The Green Sheet Online Edition
December 28, 2015 • Issue 15:12:02
No need for faster payments
I want to compliment you on the current article in The Green Sheet ["Insider's report on payments: Including checks in payments modernization," Dec. 14, 2015, issue 15:12:01]. This is one of the few common-sense articles about the so-called "need for faster payments." As you point out, the majority of checks are clearing on a same-day basis now, and other experiments outside of the U.S. have not demonstrated a widespread need for "faster payments."
As for all the press around the need for real-time P2P payments, this might be a pressing need in India or Africa where most people are unbanked, but not in the U.S. If you need money, you go to the ATM or you get cash back at Safeway or any other major retailer. I've never seen a pressing need to settle a restaurant check or borrow money from another person, which is generally a bad idea to begin with. In fact, most restaurants can just split the check and render separate bills anyway.
This excitement about the need for faster payments is total nonsense, especially when the Fed Funds rate is almost zero! There is no opportunity cost to getting paid a day later at this rate. People are already using mobile RDC, and those items will clear same day if the payee is using the same bank, or next business day at the latest. If someone cannot wait one day for their money, they must be in precarious financial circumstances, which gets me to the next point: there is no money in P2P, and people who need funds to pay their company's bills use merchant cash advance or factor their receivables.
Anybody who is building a real-time solution for P2P payments is doomed to failure because, just like not paying for music, the Millennials are not going to pay anything for clearing a $50 payment a day sooner.
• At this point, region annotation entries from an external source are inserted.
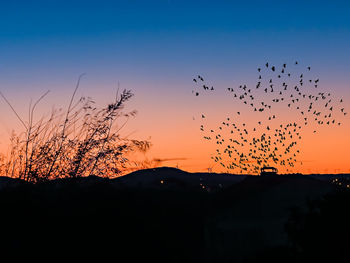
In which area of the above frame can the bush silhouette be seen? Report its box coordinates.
[1,76,150,182]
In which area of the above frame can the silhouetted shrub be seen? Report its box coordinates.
[286,190,350,262]
[1,78,150,182]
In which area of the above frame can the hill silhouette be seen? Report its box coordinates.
[0,167,348,262]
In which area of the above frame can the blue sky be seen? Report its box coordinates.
[0,0,350,172]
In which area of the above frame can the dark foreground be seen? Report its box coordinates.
[0,168,350,262]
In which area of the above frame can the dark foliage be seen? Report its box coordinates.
[286,189,350,262]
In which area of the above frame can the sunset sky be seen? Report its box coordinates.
[0,0,350,173]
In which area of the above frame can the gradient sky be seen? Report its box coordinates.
[0,0,350,173]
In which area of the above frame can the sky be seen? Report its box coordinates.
[0,0,350,173]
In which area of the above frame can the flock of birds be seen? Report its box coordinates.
[192,61,347,174]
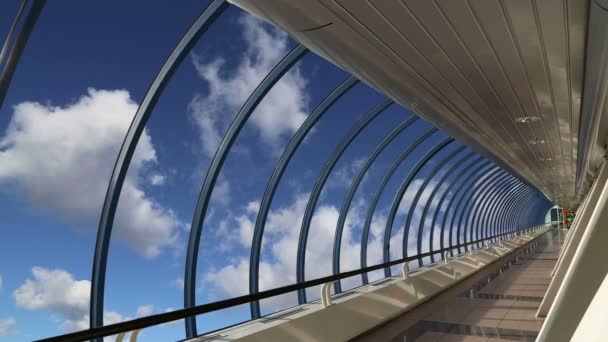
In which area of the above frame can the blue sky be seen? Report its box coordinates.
[0,0,548,341]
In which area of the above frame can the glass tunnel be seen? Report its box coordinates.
[0,0,554,338]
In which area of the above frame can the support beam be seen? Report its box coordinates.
[536,165,608,317]
[537,163,608,342]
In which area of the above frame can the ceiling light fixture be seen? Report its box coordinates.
[515,116,540,123]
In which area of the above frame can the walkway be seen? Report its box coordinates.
[353,230,565,342]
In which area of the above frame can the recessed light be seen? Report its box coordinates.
[515,116,540,123]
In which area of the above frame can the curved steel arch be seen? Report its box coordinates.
[517,191,540,228]
[450,165,504,254]
[497,183,528,233]
[0,0,46,108]
[354,127,439,284]
[452,167,508,254]
[249,76,359,319]
[296,98,393,300]
[441,161,500,257]
[467,173,516,244]
[390,137,454,277]
[423,156,490,262]
[486,179,525,239]
[417,152,476,267]
[332,115,418,293]
[184,44,308,338]
[403,146,466,263]
[484,178,524,240]
[431,160,492,262]
[511,191,535,231]
[510,188,534,231]
[458,169,510,251]
[502,186,533,233]
[89,0,229,341]
[471,175,518,248]
[499,184,529,234]
[463,169,512,250]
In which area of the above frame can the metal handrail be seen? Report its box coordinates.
[37,225,543,342]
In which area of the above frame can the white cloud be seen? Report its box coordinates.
[169,277,184,290]
[0,317,17,336]
[0,89,178,257]
[136,304,154,317]
[13,267,97,331]
[189,14,309,157]
[205,194,384,308]
[150,173,167,185]
[13,267,154,332]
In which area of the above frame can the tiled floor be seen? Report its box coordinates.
[353,230,565,342]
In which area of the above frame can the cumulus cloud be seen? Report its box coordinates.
[13,267,154,332]
[169,277,184,290]
[205,175,452,309]
[136,304,154,317]
[189,14,309,157]
[205,193,384,308]
[13,267,105,331]
[0,89,178,257]
[0,317,17,336]
[150,173,167,185]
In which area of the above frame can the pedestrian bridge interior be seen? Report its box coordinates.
[0,0,608,342]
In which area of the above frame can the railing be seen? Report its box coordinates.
[38,224,546,342]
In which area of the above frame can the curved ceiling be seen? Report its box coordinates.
[233,0,606,207]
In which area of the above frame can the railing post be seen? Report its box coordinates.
[401,261,410,280]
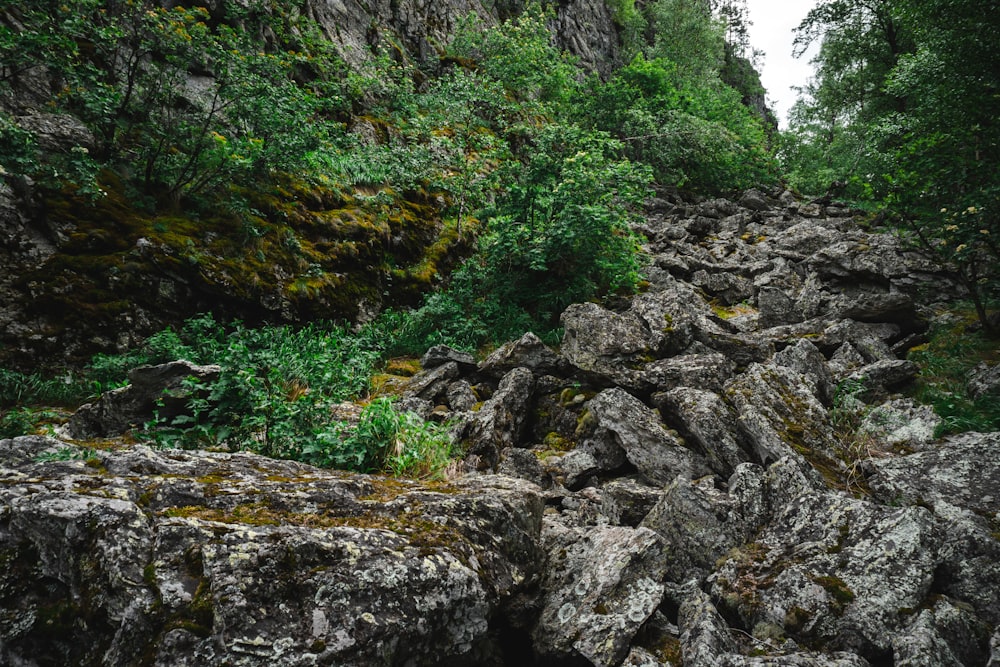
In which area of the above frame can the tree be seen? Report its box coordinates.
[647,0,726,81]
[783,0,1000,326]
In my opinion, all this is just a media ploy for more readers.
Brandes Elitch, CrossCheck Inc.
In remembrance of Michael Brewer
The payments industry is mourning the loss of Michael A. Brewer, who passed away Nov. 20, 2015. After graduating from Whittier Law School with a Juris Doctorate degree in 1985, Brewer went on to become the founding principal of the Law Offices of Michael A. Brewer APC in 2011, operating offices in Los Angeles and Irvine, Calif.
In his work as a civil and trial lawyer, Brewer represented a broad spectrum of clients in business, commercial, credit card, retail, manufacturing and developing industries in California and Asia. He also participated in several high-profile cases, which included serving as co-lead counsel in the wrongful death civil lawsuit brought against O.J. Simpson that resulted in a $33 million verdict for plaintiffs.
Mentor and friend
Colleagues in Brewer's law firm and people who knew him through his payments industry endeavors said he will long be remembered for his integrity and generosity, which extended into all aspects of his life.
"Mike started as my attorney over four years ago and we grew to becoming friends, as he was like a father figure, a mentor and an advisor to me," said Jeff Brodsly, President and Chief Executive Officer at Chosen Payments. "Mike was by far one of the most loyal, trustworthy men of principle I have ever met in my life."
Brodsly noted that as his payments business grew, Brewer advised him both personally and professionally with a true passion toward watching him succeed. "The world needs more men like Mike Brewer, and I will always cherish the relationship we did have, and the logical guidance he provided so much of to me. I wish sincere condolences to his family in their time of grieving." Brewer is survived by his spouse, three daughters and a grandchild.
Brewer's solid expertise in contracts was evidenced in interviews with The Green Sheet. In one such interview, he offered this advice to merchant level salespeople negotiating partner agreements: "My recommendation to these agents is to get a lawyer; make sure the lawyer is familiar with the industry. That's the most important thing, because the folks that are not in the industry don't understand the unique needs of an agent."